13. Ne doit-on demander que pour que chacun recouvre son bien, et non pas pour dénoncer quelqu’un à la justice répressive de l’empereur ? S’il s’agit de rentrer dans son bien, on s’écarte des exemples apostoliques, car pas un seul apôtre n’a fait cela. Toutefois, quand vos pères, qui regardaient Cécilien, évêque de Carthage, comme un criminel avec lequel ils ne voulaient pas communiquer, l’accusèrent auprès de l’empereur Constantin par le proconsul Anulin, ils ne réclamèrent pas des biens perdus, mais ils poursuivirent calomnieusement un innocent, comme nous le croyons et comme l’a montré la décision des juges : qu’ont-ils pu faire de plus détestable ? Si au contraire, comme vous avez tort de le penser, il était vraiment coupable quand ils l’ont livré au jugement des puissances séculières, pourquoi nous reprochez-vous ce que les vôtres ont fait présomptueusement les premiers ? Nous ne le leur reprocherions pas, s’ils avaient agi non dans des sentiments de malveillante et de haine, mais avec la sincère intention de reprendre et de corriger. Mais nous ne craignons pas de vous blâmer, vous à qui il paraît criminel que nous nous plaignions des ennemis de notre communion auprès d’un prince chrétien, après que vos pères ont remis au proconsul Anulin un mémoire destiné à l’empereur Constantin, et portant cette suscription : Mémoire de l’Église catholique sur les crimes de Cécilien, présenté de la part de Majorin[1]. Et ce que nous leur reprochons le plus, c’est qu’ayant accusé d’eux-mêmes Cécilien auprès de l’empereur, au lieu de le convaincre d’abord, comme ils l’auraient dû, devant ses collègues d’outre-mer, et Constantin ayant, d’une manière beaucoup plus régulière, fait juger par des évêques la cause épiscopale qu’on venait lui déférer, ils refusèrent, après leur condamnation, de se tenir en paix avec leurs frères et de nouveau recoururent à l’empereur pour accuser de nouveau auprès du souverain temporel, non-seulement Cécilien, mais aussi les évêques qu’on leur avait donnés pour juges ; un nouveau jugement épiscopal ne leur ayant pas convenu, ils en appelèrent une troisième fois à l’empereur ; et enfin le jugement du prince lui-même ne les ramena ni à la vérité ni à la paix.

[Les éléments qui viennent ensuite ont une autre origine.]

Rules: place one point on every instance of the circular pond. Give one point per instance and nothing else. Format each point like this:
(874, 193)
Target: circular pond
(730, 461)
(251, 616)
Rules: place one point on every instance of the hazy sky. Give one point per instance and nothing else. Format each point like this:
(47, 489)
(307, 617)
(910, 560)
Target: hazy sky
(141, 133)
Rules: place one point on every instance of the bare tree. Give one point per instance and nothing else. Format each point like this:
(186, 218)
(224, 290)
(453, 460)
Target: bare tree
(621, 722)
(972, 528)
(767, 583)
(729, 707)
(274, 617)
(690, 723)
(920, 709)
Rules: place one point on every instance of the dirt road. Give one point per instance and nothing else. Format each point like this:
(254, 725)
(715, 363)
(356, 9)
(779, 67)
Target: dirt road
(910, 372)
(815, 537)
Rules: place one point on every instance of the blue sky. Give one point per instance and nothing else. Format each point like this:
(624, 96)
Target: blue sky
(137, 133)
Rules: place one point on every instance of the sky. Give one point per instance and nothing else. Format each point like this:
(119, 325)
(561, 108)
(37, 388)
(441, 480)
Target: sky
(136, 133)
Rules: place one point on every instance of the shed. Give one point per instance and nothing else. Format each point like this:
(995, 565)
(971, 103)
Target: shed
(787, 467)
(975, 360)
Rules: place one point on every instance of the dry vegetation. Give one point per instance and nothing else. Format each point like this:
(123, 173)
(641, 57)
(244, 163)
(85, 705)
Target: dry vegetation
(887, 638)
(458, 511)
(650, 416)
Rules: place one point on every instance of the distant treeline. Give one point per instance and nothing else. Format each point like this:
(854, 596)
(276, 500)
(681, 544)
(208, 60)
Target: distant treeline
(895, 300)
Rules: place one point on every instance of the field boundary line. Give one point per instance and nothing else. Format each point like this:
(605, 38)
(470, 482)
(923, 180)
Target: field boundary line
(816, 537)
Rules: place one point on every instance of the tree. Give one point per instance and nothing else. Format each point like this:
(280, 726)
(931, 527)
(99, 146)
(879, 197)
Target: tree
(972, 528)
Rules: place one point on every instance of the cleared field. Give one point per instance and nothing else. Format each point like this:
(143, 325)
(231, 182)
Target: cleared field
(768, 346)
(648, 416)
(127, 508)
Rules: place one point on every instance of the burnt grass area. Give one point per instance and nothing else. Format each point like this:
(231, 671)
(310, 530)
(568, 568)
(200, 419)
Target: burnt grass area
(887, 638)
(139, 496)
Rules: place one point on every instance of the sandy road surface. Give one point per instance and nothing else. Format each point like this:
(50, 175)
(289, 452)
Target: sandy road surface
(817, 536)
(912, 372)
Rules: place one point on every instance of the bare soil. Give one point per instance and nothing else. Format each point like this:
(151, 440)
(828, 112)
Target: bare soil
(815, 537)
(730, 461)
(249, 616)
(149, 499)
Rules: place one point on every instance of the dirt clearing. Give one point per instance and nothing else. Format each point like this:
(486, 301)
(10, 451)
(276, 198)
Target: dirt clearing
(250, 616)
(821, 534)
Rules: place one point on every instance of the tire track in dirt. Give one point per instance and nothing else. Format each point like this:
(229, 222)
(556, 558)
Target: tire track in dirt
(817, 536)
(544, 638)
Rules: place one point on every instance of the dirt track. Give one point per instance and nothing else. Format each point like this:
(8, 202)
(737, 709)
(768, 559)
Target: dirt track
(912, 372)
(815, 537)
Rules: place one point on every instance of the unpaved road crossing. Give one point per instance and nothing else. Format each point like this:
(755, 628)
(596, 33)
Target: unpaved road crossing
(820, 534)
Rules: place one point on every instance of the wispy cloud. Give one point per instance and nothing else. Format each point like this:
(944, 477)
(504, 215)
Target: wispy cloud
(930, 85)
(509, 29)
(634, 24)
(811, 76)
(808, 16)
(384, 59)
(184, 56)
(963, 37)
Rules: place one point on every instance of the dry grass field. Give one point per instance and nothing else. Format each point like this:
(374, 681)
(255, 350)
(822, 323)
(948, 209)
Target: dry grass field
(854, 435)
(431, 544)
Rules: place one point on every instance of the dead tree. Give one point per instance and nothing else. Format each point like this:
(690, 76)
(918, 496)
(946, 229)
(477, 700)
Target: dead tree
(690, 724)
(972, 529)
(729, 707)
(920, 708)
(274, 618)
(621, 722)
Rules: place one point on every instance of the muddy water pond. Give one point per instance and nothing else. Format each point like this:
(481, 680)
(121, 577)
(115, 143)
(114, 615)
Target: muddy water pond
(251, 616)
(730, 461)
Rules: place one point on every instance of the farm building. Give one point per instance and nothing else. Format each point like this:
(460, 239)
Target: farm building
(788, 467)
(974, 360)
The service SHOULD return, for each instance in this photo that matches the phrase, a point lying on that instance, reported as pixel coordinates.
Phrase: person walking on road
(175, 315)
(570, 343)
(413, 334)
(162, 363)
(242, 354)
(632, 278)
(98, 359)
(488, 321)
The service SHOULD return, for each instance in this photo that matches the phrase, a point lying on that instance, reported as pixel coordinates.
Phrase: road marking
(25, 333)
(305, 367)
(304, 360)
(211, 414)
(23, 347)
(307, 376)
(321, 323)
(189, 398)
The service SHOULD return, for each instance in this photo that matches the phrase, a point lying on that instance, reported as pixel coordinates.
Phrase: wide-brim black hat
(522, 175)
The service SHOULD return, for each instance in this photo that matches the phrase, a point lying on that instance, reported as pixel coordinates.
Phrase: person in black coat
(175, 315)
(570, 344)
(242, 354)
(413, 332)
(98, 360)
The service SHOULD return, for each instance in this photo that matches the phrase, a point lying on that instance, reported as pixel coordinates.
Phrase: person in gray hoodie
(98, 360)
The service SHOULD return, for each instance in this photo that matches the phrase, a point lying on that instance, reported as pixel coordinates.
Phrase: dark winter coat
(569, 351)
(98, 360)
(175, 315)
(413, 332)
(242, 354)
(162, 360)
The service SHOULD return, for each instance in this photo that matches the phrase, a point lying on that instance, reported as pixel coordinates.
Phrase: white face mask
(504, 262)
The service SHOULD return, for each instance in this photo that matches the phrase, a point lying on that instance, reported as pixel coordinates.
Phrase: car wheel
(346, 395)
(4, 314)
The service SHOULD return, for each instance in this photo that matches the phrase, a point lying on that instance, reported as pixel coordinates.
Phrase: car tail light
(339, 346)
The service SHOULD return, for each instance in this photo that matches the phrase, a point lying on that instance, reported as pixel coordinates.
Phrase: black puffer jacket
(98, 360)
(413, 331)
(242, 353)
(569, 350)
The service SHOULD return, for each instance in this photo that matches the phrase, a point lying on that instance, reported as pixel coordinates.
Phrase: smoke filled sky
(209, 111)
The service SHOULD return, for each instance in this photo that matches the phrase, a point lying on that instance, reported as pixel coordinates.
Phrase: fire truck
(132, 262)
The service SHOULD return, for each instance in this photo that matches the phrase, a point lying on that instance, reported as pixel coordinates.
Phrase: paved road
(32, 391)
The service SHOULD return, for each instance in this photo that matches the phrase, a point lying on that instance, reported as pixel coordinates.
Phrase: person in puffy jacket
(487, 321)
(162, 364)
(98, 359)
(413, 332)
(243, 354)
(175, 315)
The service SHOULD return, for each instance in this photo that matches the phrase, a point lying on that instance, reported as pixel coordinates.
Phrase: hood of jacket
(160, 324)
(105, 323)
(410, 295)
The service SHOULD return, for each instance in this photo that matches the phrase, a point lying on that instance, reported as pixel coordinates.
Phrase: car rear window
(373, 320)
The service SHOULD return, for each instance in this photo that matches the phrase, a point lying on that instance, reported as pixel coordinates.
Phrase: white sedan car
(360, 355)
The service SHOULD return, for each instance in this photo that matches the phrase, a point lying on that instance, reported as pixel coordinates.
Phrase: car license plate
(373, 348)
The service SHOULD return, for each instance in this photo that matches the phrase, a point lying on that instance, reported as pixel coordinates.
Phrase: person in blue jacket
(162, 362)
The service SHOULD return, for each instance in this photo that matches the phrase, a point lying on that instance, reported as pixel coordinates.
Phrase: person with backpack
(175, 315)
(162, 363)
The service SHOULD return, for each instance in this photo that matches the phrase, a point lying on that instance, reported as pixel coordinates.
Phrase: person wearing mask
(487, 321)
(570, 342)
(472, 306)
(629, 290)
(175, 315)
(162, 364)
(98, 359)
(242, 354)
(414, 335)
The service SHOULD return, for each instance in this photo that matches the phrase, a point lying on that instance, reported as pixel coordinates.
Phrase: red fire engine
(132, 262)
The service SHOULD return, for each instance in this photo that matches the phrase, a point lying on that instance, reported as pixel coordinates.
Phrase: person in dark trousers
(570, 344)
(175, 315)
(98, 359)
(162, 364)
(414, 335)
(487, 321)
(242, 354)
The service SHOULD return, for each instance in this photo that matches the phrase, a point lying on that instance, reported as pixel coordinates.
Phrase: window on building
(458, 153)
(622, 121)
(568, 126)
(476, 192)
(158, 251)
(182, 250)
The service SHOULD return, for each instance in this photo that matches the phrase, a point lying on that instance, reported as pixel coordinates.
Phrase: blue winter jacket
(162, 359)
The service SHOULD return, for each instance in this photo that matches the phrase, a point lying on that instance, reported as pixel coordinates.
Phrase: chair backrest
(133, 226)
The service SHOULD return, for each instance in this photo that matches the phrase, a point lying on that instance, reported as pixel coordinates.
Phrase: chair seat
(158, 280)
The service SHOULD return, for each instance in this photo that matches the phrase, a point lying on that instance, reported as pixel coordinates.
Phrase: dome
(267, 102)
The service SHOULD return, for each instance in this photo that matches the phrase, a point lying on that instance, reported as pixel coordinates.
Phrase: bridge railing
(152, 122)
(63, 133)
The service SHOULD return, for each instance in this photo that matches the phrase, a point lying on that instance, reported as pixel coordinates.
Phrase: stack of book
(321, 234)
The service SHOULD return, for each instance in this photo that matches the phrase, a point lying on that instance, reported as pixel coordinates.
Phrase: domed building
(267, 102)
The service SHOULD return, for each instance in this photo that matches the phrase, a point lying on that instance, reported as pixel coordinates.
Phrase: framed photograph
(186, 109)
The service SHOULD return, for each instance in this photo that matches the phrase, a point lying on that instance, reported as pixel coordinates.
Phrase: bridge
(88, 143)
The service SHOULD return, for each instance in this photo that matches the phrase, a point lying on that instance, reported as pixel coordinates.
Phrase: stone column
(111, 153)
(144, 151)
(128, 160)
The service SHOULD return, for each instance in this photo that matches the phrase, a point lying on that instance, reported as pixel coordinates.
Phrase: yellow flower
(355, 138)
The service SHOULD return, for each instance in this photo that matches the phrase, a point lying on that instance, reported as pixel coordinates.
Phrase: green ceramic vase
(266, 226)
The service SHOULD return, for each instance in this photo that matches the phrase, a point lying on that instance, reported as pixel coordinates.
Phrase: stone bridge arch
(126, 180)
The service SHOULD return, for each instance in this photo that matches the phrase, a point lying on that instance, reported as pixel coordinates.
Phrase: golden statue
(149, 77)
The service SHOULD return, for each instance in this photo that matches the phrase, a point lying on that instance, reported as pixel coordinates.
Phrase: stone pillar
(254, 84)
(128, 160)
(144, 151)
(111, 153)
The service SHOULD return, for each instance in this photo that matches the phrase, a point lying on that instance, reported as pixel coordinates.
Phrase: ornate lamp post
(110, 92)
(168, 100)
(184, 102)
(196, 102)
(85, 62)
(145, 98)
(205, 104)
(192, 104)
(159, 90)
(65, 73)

14. Si Cécilien et ses compagnons avaient été vaincus par vos pères, leurs accusateurs, Constantin aurait-il statué contre eux autrement qu’il n’a statué contre ces mêmes accusateurs qui, n’ayant rien pu prouver, n’ont voulu ni avouer leur défaite, ni reconnaître la vérité ? Car cet empereur est le premier qui, dans cette affaire, ait ordonné la confiscation des biens des personnes convaincues de schisme et refusant opiniâtrement de revenir à l’unité. Si vos pères accusateurs l’avaient emporté et que l’empereur eût ordonné quelque chose de pareil contre la communion de Cécilien, vous auriez voulu qu’on vous appelât les vigilants gardiens de l’Église, les défenseurs de la paix et de l’unité. Mais comme les empereurs infligent ces peines aux accusateurs qui n’ont rien pu prouver et qui, après leur condamnation, n’ont pas consenti à s’amender pour rentrer dans la paix qu’on leur offrait, on crie à l’attentat, on soutient qu’il ne faut contraindre personne à l’unité ni rendre à personne le mal pour le mal. Qu’est-ce que cela, sinon ce que quelqu’un a écrit sur vous : « Ce que nous voulons est saint[2]. » Et maintenant ce n’était pas une grande ni une difficile chose de comprendre que le jugement et la sentence de Constantin rendus contre vos aïeux, tant de fois accusateurs de Cécilien sans avoir rien prouvé contre lui, demeuraient en vigueur contre vous-mêmes, et que les princesses successeurs, surtout les princes chrétiens catholiques, devaient nécessairement les faire exécuter, toutes les

  1. Voyez ci-dessus, lett. LXXXVIII, II. 2.
  2. Tychonius. C’était un Africain de quelque savoir ; il en est question dans la suite de cette lettre.